Fiction Reviews


The Abyss Beyond Dreams
Chronicle of the Faller

(2014) Peter F. Hamilton, Macmillan, £20, hrdbk, 676pp, ISBN 978-0-230-76946-5

 

Most of the action of this novel – the first of two – takes place within the Void, a region of space-time at the centre of the Galaxy where the rules, particularly the laws of physics, are different from our own; they favour psychic powers such as telepathy and telekinesis while inhibiting high-energy technology and electronic communication: they allow loops in the flow of time.  The Void is penetrable only with difficulty and exhibits some signs of sentience, being able to reach out and grab passing colony starships; what it takes it never gives back, so its expansion threatens all star-faring races.  Indeed one such, the Raiel, sent an invasion fleet into the Void a million years ago and lost it.  In 3040AD the human race officially joined the Raiel in keeping watch on the Void…

In the 34th century Nigel Sheldon (the co-inventor of wormhole technology in 2050) is called upon to help investigate a new development: a semi-religious movement based on dream revelations of life in a mediaeval society on a planet within the Void, one of whose cities is apparently based around one of the Raiel starships lost a million years before. The Raiel cut a deal with Nigel and send a clone of him into the Void to investigate.

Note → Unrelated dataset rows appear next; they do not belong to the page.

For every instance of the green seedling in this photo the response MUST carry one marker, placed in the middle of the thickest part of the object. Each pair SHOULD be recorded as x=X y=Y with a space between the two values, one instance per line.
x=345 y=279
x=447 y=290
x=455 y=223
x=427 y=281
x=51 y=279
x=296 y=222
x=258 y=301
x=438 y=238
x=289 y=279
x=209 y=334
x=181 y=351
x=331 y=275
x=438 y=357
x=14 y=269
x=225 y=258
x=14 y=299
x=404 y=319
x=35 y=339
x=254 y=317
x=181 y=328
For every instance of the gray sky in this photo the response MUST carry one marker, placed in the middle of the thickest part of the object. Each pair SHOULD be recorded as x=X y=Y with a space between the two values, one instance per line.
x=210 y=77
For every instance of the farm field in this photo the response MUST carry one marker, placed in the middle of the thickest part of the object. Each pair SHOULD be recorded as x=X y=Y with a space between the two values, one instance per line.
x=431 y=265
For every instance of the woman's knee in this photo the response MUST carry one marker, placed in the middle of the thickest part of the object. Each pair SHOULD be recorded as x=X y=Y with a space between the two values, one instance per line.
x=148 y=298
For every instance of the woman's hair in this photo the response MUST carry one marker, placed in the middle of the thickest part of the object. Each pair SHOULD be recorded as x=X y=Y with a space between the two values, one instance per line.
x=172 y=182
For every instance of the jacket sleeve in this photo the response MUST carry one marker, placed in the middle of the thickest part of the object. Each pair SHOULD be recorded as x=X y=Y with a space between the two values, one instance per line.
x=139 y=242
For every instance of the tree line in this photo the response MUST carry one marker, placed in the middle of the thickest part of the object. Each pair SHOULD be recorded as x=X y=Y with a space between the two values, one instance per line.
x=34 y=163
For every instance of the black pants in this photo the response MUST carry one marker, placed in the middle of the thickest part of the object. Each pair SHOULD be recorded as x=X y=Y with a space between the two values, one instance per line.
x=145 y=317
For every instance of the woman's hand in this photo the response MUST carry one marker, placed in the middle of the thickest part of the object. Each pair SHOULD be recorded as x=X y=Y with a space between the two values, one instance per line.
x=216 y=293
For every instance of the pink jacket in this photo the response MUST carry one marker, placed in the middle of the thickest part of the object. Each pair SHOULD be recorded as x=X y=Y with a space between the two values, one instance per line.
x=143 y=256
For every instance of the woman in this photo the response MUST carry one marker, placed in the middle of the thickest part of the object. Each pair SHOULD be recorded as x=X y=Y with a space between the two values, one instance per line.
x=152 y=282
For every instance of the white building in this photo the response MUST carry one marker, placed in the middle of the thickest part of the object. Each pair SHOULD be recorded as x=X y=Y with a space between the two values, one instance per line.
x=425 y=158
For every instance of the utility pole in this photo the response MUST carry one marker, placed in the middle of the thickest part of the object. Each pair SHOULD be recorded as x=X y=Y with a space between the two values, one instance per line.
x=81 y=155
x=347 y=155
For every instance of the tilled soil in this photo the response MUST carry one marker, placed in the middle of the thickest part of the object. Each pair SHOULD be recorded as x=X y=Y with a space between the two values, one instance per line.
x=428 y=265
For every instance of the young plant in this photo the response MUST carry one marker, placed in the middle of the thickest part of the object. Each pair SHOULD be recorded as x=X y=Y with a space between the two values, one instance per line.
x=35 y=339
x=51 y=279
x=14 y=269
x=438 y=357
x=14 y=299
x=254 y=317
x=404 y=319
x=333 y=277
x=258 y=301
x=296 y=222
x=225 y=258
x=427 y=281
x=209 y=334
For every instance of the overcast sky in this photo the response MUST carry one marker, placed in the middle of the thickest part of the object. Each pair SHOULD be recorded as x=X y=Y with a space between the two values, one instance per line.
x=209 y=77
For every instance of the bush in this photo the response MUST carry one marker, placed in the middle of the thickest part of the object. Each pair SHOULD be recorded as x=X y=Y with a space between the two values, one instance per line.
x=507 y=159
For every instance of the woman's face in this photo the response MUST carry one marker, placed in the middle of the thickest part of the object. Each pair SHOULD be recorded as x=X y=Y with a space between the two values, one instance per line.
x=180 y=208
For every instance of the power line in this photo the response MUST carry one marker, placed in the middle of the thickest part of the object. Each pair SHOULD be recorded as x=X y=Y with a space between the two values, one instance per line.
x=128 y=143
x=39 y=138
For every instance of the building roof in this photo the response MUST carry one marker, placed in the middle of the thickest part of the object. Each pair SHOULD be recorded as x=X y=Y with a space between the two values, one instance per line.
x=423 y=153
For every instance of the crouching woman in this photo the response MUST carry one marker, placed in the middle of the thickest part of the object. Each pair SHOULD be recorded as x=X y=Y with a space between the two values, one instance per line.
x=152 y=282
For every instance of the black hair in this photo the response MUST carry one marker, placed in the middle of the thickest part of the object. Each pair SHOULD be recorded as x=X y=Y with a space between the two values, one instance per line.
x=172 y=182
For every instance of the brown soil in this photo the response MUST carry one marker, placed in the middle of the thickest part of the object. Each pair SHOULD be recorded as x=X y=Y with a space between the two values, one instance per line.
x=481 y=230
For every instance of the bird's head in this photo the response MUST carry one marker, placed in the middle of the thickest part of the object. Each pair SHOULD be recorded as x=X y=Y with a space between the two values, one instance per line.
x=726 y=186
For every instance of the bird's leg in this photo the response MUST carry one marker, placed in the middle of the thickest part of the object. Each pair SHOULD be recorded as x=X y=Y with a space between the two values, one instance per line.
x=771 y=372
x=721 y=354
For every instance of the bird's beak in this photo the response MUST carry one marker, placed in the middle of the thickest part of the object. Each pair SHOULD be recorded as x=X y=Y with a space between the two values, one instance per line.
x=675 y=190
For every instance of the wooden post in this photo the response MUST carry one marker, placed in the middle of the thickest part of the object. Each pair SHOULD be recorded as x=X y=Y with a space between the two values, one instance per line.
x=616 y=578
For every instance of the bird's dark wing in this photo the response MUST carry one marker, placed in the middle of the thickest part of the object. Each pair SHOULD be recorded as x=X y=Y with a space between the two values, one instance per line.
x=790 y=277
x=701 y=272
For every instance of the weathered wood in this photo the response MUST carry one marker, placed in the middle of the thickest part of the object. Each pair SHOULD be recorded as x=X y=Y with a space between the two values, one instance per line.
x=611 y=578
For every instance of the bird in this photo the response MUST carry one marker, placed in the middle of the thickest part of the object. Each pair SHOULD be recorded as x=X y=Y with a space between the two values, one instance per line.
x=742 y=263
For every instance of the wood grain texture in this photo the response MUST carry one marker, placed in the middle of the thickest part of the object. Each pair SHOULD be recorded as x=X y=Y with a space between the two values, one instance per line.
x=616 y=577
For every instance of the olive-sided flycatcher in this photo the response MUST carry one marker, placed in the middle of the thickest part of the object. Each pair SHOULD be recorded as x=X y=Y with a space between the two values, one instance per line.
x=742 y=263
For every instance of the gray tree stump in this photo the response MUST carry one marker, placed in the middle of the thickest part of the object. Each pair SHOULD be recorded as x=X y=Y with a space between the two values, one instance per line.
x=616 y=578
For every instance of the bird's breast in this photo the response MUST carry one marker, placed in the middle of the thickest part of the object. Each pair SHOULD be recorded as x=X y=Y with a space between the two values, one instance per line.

There are only two habitable planets in the Void, and once in there Nigel's ship is forced down on the other planet, where the lost human expedition was deposited by paranormal entities called the Skylords. There, the society which has evolved is stuck in a late 19th century rut of steam power and riverboats but with the difference of enhanced psychic powers and still-operational biotech, which is jealously guarded by a corrupt aristocracy of the first settlers' families. They are harassed by alien eggs which fall from the sky, lure people to them by psychic means, absorb them and spit malevolent duplicates back out. (Think of the Threadfalls of Pern merged with Invasion of the Body Snatchers.) A disaffected soldier who has lost an arm is driven to lead a Marxist-style revolution, while out in the back country the Nigel-clone is building his own enclave, dedicated to getting his ship back into space and back on with his mission….

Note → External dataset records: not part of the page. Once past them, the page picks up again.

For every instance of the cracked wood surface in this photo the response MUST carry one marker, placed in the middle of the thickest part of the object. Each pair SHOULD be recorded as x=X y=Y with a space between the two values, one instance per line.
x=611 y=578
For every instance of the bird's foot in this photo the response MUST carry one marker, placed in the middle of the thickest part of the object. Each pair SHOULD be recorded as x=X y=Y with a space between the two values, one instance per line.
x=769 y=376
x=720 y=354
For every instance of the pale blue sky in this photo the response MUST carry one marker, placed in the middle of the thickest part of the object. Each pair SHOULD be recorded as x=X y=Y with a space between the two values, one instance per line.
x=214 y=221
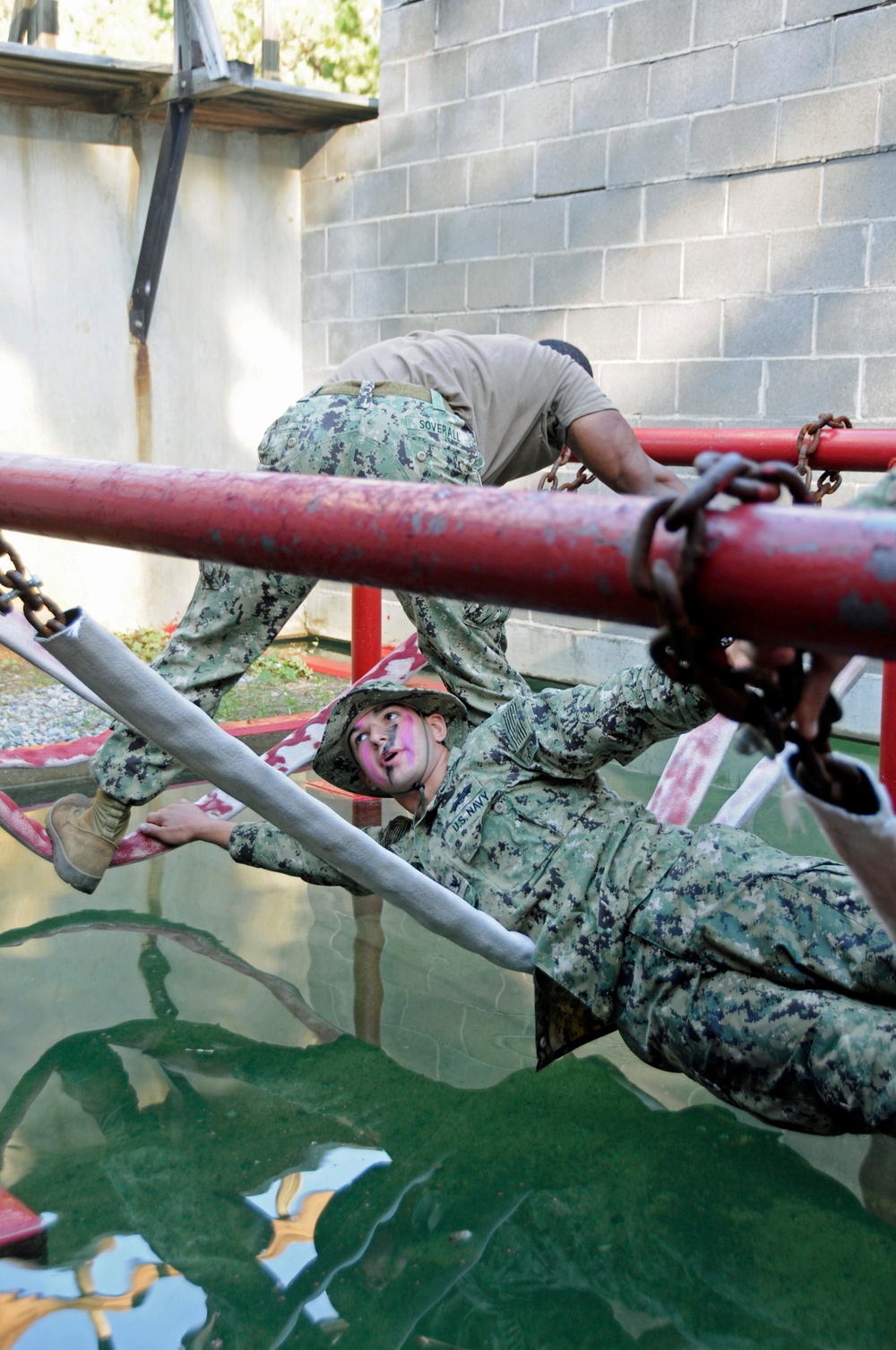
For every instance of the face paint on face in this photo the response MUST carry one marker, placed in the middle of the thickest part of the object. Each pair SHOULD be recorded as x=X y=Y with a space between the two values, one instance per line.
x=390 y=747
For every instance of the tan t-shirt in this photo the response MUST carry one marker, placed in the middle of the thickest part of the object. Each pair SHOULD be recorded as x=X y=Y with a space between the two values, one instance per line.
x=519 y=399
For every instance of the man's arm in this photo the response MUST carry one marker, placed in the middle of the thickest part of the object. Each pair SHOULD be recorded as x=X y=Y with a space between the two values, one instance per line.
x=606 y=445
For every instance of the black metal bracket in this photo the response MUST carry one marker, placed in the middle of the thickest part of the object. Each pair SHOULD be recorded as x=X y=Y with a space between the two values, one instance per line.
x=197 y=45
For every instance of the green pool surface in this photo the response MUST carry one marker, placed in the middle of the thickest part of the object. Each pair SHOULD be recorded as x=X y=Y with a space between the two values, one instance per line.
x=404 y=1174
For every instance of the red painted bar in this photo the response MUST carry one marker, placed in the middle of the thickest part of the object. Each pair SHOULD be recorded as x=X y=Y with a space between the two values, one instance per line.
x=888 y=731
x=838 y=448
x=819 y=578
x=367 y=629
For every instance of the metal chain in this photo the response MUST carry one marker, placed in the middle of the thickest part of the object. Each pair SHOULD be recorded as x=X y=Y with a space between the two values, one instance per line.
x=764 y=699
x=19 y=584
x=549 y=480
x=807 y=442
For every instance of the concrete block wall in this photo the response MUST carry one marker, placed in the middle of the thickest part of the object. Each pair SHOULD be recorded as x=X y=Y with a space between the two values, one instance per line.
x=701 y=194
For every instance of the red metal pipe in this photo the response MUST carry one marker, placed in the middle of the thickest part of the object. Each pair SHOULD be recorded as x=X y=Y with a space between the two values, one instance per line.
x=838 y=448
x=888 y=731
x=367 y=629
x=821 y=579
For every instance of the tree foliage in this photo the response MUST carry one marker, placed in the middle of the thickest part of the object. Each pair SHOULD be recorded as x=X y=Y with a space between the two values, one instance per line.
x=324 y=43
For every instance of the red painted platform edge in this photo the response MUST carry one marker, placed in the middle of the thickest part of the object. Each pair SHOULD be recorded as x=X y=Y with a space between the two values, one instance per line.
x=16 y=1219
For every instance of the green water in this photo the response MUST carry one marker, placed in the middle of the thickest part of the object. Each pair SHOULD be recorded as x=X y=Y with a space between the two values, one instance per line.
x=169 y=1095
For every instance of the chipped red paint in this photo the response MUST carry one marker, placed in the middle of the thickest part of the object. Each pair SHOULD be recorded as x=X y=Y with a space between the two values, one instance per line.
x=871 y=451
x=821 y=579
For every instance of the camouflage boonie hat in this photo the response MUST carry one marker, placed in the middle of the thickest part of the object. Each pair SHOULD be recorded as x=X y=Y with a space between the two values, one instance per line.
x=335 y=760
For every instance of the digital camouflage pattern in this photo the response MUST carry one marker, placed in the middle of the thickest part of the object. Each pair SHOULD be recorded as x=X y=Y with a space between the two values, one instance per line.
x=237 y=611
x=764 y=976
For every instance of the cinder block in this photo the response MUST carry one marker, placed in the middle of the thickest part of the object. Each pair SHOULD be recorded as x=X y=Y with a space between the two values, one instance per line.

Now, I am at a bit of a disadvantage because the only Peter Hamilton novel I had previously read was The Reality Dysfunction, and that quite recently. That novel is the first of the 'Night's Dawn' trilogy, while this two-part story is set in a different fictional universe, plugging a gap between the 'Commonwealth Saga' and the 'Void Trilogy'. My chance juxtaposition of them is unfortunate because in both, much of the action is set in backward human settlements spread along large rivers, and in both, the existence of the human soul is taken for granted as an entity which can be possessed and harvested, as here, or subject to hostile takeover (in both). Judging by the reviews online, regular Hamilton readers will not be troubled by those similarities because they will have read many more of his books in the meantime.

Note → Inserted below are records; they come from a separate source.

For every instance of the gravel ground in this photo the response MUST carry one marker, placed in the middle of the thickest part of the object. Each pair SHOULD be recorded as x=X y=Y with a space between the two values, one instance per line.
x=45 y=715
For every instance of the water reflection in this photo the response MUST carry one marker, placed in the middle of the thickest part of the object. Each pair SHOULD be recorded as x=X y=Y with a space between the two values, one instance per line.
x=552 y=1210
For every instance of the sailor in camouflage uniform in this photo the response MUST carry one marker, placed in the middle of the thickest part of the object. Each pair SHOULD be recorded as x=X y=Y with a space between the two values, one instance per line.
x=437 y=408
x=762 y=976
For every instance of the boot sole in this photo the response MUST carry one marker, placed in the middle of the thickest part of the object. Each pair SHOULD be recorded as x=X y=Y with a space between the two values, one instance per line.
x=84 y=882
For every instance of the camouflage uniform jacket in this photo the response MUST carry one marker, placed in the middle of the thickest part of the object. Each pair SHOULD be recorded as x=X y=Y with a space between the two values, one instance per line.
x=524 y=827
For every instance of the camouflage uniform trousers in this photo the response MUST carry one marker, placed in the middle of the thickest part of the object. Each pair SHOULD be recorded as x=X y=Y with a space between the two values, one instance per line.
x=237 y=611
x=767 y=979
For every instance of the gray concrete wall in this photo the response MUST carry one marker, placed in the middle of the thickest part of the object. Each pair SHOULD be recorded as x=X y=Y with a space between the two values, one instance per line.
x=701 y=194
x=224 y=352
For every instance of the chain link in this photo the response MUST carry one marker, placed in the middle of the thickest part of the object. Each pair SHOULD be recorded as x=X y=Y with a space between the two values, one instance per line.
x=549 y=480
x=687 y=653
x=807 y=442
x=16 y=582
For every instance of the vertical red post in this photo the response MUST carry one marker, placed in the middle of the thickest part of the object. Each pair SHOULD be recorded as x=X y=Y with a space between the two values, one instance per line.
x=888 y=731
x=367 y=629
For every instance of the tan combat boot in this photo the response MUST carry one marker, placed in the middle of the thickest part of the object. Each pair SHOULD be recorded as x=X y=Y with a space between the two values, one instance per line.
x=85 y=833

Other reviews say that all space-opera fans will love this one, and I think they will, even though the steam-and-biotech alternative technology does not have the loving detail with which others such as Keith (Pavane) Roberts would have portrayed it. Hamilton's real interest is in the process of revolution, so much so that Book Three is titled Revolution for Beginners, and he does not shy away from what can go wrong with it, with echoes of Stalin and Winnie Mandela being heard towards the end. It makes an interesting contrast with Heinlein's The Moon Is a Harsh Mistress... and as that was something of a bible for at least one student faction in Slovenia, during the break-up of Yugoslavia, one wonders where The Abyss Beyond Dreams will be studied and how much influence it will have.